Questa domanda interpella i tre linguaggi con cui una democrazia si rappresenta: il politico, il giudiziario e il giornalistico. Il loro racconto muove da diversi punti di osservazione, ma tutti e tre stanno tra due coordinate, che delimitano da estremi opposti il discorso pubblico: la libertà e la morale. Dove l’una prevale, l’altra soggiace. Non è facile trovare il punto di equilibrio in una tensione dialettica tra le due, dove la libertà espressiva coincide con la responsabilità.

Prendiamo la più spinosa delle questioni che il discorso pubblico si pone quando racconta un femminicidio: l’eventuale infedeltà della vittima nella relazione di coppia. Ha un senso indagare e raccontare il tradimento? Nel processo può servire a spiegare, mai a giustificare. Nel giornalismo non c’è alcuna ragione di giustificare, perché non c’è, o non dovrebbe esserci, alcuna sentenza da emettere. E tuttavia il dovere diritto di spiegare può diventare l’involontario presupposto di una condanna morale. Per evitarlo occorrono tutta la cultura, la sensibilità, la misura e il distacco che un racconto così privato richiede. E tuttavia è immaginabile, contestualizzando un delitto, omettere un dettaglio come l’adulterio, quando pure questo è essenziale a spiegare? Potremmo rispondere con una buona dose di ipocrisia che sì, è meglio e giusto sorvolare. Senonché sarebbe la cronaca di questi giorni a smentirci. A Vicenza una ventunenne, moglie e madre di un bimbo di due anni, viene uccisa in casa da un uomo di trentotto, che poi si toglie la vita. Tutti i media, dal Corriere della Sera a Fanpage, non rinunciano a raccontare l’assassino come «quell’amico padovano che frequentava da alcuni mesi e che sarebbe stato geloso di lei», o come «una presenza maschile assidua in quella casa, quando il marito della donna era al lavoro». Questo per dire che il giornalismo tutto, quello sotto accusa e quello che giudica e condanna, non è senza macchia. Ancorché si misura talvolta con problemi complessi, talvolta senza avere competenze adeguate. Come nel caso della cronista che, nell’incipit di una cronaca sul femminicidio di una giovane veronese, la definisce «bella e impossibile», trasformando la frustrazione patologica dell’assassino in una colpa della vittima.
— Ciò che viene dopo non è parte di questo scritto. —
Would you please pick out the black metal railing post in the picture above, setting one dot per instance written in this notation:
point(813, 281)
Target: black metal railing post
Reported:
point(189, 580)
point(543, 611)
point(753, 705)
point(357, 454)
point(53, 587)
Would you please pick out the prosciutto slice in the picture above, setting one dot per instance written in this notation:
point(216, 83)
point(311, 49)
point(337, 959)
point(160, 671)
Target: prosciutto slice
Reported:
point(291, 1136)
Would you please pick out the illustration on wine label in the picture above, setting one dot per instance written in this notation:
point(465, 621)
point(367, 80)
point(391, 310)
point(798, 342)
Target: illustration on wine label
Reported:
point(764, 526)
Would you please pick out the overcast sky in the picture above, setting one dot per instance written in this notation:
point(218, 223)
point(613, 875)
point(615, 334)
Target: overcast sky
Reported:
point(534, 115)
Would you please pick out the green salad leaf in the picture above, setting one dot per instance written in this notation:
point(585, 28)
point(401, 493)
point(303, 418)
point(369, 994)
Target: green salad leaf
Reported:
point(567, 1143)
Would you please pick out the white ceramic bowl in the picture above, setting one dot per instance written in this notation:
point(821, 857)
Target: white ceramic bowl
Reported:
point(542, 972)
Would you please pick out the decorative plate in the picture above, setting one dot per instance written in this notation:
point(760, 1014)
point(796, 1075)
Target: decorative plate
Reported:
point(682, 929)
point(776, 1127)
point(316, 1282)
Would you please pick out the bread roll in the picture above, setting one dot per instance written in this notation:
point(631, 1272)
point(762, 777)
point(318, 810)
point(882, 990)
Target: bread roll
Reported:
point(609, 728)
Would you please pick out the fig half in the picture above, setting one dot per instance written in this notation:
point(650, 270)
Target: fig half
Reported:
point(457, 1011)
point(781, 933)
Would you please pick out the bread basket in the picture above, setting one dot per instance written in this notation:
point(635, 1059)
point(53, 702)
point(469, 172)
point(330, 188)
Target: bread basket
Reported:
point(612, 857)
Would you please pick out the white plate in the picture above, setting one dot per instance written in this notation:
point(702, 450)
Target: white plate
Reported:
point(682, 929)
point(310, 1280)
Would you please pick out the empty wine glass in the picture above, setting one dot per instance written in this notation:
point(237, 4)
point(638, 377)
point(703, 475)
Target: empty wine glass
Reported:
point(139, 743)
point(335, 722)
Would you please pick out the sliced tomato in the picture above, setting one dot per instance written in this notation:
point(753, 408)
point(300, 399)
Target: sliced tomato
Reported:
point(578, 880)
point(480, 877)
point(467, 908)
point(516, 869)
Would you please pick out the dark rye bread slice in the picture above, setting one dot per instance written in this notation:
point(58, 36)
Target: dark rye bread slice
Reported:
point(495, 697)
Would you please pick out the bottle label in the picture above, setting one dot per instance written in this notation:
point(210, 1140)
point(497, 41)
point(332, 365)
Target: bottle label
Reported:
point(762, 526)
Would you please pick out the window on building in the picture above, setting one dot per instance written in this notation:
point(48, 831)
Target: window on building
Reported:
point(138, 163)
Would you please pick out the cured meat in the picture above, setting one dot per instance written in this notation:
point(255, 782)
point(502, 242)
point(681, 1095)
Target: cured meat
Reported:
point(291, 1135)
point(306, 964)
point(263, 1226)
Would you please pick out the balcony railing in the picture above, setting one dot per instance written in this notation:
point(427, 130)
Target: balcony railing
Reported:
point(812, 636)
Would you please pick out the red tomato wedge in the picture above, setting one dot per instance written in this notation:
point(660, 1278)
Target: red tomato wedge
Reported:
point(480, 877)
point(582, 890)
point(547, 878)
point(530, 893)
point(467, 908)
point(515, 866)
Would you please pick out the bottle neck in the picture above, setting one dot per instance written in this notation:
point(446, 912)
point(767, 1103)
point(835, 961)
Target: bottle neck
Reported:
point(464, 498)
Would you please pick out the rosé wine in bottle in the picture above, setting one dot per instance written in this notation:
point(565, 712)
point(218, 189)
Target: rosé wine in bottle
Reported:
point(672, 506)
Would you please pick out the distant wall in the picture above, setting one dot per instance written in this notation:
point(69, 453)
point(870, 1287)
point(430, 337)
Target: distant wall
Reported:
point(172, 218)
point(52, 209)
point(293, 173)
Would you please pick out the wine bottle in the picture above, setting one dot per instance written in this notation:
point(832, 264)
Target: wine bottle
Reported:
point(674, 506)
La sua gaffe offre il destro ad altri maestri censori per codificare il modo più ortodosso di raccontare un femminicidio. Così si rispolvera uno di quei decaloghi firmati a Palazzo tra un ministro in vena di protagonismo e sedicenti rappresentanze del giornalismo, in cui si fa divieto di accostare al femminicidio «termini fuorvianti come raptus, follia, gelosia e passione». E, da ultimo, «amore». Tutto ineccepibile o, se si preferisce, politicamente corretto. Ma davvero vogliamo credere, e far credere, che quel luogo di mancanza e di rischio, che è l’amore, stia di qua, e la violenza cieca da un’altra parte? Se le domande equivocabili di Barbara Palombelli fossero solo servite a incrinare questa illusione, non si può che ringraziarla di averle pronunciate… così male.

Questo articolo è originariamente apparso su L'HuffPost ed è stato aggiornato.